The work was directed by Dr. José Ayté of the Pompeu Fabra University's Oxidative Stress and Cell Cycle Research Group and is to be published on 16 October in the printed edition of Nature.
14.10.2008

 

The cells of any living being can divide by means of two mechanisms: through mitosis, which is the way cells divide during cell growth of the majority of living organisms, and by meiosis, the process by which sex or germ cells are formed. For scientists, precise knowledge of the way living cells divide is of vital importance for understanding anomalous functioning in the growth of tumoral and carcinogenic cells.

In this study, published today by the journal Nature, the UPF researchers identified, in cells of the fission yeast Schizosaccharomyces pombe, a new mechanism regulating the activity of a cyclin , Rem1. Cyclins are a type of protein that is indispensable for cell division. They are the essential engine causing the cells to divide.

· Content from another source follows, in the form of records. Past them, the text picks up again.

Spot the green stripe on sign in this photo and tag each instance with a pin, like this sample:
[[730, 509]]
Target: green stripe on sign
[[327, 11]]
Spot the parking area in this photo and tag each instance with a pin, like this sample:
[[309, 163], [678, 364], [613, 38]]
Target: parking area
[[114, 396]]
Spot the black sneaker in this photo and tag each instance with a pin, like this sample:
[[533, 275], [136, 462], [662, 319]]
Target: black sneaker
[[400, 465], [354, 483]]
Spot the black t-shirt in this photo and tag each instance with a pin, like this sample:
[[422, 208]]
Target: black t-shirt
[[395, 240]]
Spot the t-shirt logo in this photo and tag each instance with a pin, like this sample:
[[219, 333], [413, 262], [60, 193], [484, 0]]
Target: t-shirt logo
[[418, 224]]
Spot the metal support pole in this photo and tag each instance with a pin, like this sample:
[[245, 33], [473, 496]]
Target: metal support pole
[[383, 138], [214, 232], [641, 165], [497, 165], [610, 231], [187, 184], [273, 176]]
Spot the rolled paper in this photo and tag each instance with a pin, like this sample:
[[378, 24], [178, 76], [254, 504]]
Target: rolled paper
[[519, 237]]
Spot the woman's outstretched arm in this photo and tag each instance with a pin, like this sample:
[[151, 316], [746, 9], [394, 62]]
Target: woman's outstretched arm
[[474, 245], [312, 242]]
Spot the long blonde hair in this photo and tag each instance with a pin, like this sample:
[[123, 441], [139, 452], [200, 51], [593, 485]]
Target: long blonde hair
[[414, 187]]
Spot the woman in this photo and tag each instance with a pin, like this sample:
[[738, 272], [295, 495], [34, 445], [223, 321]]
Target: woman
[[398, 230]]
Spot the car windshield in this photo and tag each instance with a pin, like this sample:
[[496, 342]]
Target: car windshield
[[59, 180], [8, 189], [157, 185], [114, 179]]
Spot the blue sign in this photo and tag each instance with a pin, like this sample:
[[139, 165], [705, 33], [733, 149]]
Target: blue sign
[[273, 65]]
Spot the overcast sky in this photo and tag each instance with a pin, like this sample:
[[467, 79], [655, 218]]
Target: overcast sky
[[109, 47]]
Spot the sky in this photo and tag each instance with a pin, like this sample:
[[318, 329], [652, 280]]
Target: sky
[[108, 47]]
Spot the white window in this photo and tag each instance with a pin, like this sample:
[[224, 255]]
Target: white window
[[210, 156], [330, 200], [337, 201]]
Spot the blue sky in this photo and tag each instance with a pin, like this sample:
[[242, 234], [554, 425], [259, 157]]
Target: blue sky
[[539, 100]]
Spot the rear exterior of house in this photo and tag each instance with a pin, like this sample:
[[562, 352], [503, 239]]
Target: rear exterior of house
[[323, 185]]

RNA synthesis is an intermediary step in the transmission of the genetic information in DNA and the proteins resulting from its transcription and subsequent translation. The UPF researchers' work shows that, in the expression of the Rem1 gene , the synthesis of RNA and its subsequent processing are two coupled procedures directed by the same gene, which, depending on how the genetic information is processed, may perform various functions in the control of cell division. If Rem1 is produced during mitosis, cell division is blocked; however, this same cyclin is indispensable in meiotic cell division.

 The director of the study, José Ayté, says that "cyclins are the motor that makes eukaryotic cells divide and when they lose the mechanisms that control the activity of the cyclins, the cells proliferate indiscriminately, hence the importance of controlling their activity at various levels". "In this article we have proposed a new mechanism for regulating the activity of the cyclins and de-activating them when one does not want cell division to take place", Ayté concluded.

Reference article:

Alberto Moldón, Jordi Malapeira, Natalia Gabrielli, Madelaine Gogol, Blanca Gómez-Escoda, Tsvetomira Ivanova, Chris Seidel and José Ayté, "Promoter-driven splicing regulation in fission yeast", Nature, doi: 10.1038/nature07325.